Aside from the above-mentioned purchases, CGOV didn’t add or remove any names from the fund in the quarter.  As we often stress, they are long-term shareholders.  They like the businesses they own and their conviction in them only became stronger with the drop in valuations.  With an average price-to-earnings ratio (P/E) of roughly 12, the valuation of the portfolio is compelling. 

When the dust settles, a number of companies will see their competitive position become much stronger with the failure of weaker businesses.  In other words, the strong will get stronger.  With CGOV’s focus on financial strength and cash flow, the 25 companies they own are in a good position to come out on top.

While the manager put some incoming cash to work in the quarter, the fund still holds a reasonable cash reserve of 7%, and it has maintained roughly 40% of its equity exposure outside Canada.

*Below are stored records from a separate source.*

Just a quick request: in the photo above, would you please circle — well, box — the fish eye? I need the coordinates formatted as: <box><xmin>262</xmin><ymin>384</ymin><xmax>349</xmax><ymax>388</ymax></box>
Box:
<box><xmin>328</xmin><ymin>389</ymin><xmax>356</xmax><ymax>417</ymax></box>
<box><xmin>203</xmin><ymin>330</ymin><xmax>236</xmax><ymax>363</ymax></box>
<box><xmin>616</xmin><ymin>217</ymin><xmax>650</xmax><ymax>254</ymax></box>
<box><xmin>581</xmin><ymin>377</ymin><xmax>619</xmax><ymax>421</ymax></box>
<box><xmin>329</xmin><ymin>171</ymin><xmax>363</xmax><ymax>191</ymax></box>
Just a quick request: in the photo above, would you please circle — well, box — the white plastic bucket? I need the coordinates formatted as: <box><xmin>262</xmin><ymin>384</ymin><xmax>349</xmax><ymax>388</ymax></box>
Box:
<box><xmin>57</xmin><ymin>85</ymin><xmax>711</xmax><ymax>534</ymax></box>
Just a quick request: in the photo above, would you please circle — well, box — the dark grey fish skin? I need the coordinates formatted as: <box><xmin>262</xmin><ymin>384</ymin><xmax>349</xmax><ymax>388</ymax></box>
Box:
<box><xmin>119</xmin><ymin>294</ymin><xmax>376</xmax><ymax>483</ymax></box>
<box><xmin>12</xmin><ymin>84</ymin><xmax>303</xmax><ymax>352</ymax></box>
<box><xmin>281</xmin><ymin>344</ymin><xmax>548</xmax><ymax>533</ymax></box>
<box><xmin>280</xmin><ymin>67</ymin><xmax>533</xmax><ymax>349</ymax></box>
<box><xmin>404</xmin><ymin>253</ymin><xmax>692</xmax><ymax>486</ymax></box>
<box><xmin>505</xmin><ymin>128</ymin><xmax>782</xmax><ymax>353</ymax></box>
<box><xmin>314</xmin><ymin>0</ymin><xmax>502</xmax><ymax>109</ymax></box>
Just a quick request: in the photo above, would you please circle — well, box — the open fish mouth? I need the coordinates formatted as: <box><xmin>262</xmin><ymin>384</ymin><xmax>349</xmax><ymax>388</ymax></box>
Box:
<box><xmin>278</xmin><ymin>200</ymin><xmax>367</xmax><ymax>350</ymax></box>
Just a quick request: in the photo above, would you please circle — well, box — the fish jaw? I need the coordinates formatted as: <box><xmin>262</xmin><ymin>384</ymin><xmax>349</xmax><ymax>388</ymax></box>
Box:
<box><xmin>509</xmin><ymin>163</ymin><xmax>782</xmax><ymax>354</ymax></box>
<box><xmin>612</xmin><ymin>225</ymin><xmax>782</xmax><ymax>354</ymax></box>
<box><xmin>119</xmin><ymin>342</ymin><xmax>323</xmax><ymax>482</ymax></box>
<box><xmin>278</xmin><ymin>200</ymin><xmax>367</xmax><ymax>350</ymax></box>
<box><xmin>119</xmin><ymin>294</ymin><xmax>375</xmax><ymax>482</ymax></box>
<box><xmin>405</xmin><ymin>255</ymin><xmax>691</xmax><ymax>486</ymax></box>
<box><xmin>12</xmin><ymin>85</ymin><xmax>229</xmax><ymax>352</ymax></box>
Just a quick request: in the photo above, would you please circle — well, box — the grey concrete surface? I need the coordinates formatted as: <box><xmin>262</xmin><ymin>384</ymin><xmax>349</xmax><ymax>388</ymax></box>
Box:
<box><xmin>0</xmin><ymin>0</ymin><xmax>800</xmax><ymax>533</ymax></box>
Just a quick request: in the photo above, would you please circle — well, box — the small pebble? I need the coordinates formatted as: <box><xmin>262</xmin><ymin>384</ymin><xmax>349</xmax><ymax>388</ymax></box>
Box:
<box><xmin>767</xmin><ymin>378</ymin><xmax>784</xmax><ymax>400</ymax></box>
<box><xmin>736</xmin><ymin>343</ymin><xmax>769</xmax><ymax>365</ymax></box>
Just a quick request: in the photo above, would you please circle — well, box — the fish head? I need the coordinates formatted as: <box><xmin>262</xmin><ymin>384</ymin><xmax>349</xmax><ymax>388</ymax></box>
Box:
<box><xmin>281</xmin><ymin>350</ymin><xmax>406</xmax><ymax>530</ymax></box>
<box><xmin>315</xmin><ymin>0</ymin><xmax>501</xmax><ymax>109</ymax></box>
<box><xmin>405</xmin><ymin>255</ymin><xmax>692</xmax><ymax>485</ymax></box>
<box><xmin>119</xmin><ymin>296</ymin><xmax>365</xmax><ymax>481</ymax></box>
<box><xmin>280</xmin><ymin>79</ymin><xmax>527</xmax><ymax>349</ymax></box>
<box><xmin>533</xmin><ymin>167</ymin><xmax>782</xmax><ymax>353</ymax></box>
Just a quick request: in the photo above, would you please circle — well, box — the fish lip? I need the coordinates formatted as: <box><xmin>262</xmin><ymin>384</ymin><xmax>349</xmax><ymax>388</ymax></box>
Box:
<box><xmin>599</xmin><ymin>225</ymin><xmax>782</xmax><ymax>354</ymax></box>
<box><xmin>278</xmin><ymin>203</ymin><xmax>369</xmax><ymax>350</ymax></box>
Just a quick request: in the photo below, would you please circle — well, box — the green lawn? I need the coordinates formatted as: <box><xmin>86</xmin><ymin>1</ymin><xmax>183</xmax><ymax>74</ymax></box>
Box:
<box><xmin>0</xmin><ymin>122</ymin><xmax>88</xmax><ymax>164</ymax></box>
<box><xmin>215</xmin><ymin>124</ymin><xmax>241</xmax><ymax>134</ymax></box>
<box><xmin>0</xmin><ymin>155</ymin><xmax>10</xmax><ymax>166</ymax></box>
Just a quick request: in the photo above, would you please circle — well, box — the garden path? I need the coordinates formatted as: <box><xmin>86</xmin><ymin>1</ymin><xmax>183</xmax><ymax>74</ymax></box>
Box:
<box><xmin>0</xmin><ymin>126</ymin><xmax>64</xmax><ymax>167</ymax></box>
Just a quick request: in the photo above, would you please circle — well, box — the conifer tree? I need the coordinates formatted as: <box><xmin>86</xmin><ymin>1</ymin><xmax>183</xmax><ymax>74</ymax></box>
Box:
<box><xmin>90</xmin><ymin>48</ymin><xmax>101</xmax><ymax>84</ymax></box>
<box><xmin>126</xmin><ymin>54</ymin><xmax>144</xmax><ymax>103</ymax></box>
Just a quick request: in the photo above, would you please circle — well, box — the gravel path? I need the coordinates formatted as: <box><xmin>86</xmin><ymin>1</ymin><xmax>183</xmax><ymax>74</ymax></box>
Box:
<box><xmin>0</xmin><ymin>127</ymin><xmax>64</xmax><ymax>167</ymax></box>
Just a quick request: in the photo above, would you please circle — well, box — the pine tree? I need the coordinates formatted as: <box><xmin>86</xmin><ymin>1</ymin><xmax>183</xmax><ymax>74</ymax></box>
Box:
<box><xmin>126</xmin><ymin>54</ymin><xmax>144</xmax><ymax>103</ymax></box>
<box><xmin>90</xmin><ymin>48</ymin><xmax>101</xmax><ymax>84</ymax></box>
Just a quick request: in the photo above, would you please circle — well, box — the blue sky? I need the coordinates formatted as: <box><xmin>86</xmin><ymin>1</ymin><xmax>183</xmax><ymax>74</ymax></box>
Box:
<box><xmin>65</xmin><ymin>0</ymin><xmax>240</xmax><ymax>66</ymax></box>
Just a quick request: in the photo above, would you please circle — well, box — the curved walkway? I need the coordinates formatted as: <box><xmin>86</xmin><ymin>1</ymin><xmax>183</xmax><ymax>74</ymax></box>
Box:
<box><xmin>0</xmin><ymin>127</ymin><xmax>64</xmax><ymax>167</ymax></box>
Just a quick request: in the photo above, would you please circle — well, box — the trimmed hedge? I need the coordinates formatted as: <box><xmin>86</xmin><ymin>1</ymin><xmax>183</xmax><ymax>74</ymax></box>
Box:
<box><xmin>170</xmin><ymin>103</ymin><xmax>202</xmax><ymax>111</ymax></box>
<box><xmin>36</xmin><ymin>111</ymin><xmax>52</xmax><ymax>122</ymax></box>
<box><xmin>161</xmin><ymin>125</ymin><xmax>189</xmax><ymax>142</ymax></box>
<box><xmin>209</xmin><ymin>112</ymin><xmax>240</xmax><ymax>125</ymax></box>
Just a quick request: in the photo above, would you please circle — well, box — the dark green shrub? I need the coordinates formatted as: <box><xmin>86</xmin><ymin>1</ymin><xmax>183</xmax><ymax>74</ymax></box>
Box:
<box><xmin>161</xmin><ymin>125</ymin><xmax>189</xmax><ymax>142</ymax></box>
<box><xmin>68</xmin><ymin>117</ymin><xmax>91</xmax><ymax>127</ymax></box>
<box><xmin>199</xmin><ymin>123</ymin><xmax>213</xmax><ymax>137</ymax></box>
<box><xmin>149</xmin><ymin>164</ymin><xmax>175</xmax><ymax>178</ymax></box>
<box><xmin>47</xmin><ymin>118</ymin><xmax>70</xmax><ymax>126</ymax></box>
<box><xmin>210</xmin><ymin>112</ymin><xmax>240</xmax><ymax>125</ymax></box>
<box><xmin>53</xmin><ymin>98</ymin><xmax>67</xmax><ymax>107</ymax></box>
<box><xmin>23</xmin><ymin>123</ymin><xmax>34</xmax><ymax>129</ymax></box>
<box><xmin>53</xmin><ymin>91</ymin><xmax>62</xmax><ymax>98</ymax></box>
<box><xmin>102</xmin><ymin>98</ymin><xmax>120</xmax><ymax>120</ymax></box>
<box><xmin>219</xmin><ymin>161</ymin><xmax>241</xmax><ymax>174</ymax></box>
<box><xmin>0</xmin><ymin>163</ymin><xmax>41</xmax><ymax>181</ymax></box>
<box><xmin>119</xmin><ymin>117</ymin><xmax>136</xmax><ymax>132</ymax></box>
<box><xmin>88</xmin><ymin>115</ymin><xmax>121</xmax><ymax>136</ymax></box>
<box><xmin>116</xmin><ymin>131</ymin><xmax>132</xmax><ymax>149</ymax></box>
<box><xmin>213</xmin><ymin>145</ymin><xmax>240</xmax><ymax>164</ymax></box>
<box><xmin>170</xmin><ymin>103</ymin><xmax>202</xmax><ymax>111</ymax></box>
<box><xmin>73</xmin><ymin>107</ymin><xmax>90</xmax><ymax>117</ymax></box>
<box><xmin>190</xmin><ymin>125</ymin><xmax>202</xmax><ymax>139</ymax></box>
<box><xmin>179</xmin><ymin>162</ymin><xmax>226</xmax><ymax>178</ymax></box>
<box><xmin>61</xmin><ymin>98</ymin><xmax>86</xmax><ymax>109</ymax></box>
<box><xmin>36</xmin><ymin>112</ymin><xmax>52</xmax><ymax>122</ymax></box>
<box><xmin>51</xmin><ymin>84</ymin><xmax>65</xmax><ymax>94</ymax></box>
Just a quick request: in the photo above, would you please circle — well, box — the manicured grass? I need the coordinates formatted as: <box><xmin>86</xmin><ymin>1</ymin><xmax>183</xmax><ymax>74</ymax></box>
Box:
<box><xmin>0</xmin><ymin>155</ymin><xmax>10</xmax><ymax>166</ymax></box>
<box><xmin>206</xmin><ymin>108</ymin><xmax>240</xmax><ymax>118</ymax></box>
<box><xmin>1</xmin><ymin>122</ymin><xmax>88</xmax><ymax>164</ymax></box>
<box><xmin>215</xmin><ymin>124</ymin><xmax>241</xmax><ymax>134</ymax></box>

We’re in the midst of a financial crisis and the situation is painted more discouraging in the media every day.  Seasoned investors know this is the time to make money.  When irrational behavior takes hold of the markets, there’s no better time to accumulate positions in leading businesses.  While stocks could fall further, valuations look very attractive and suggest that there’s far more upside potential than downside.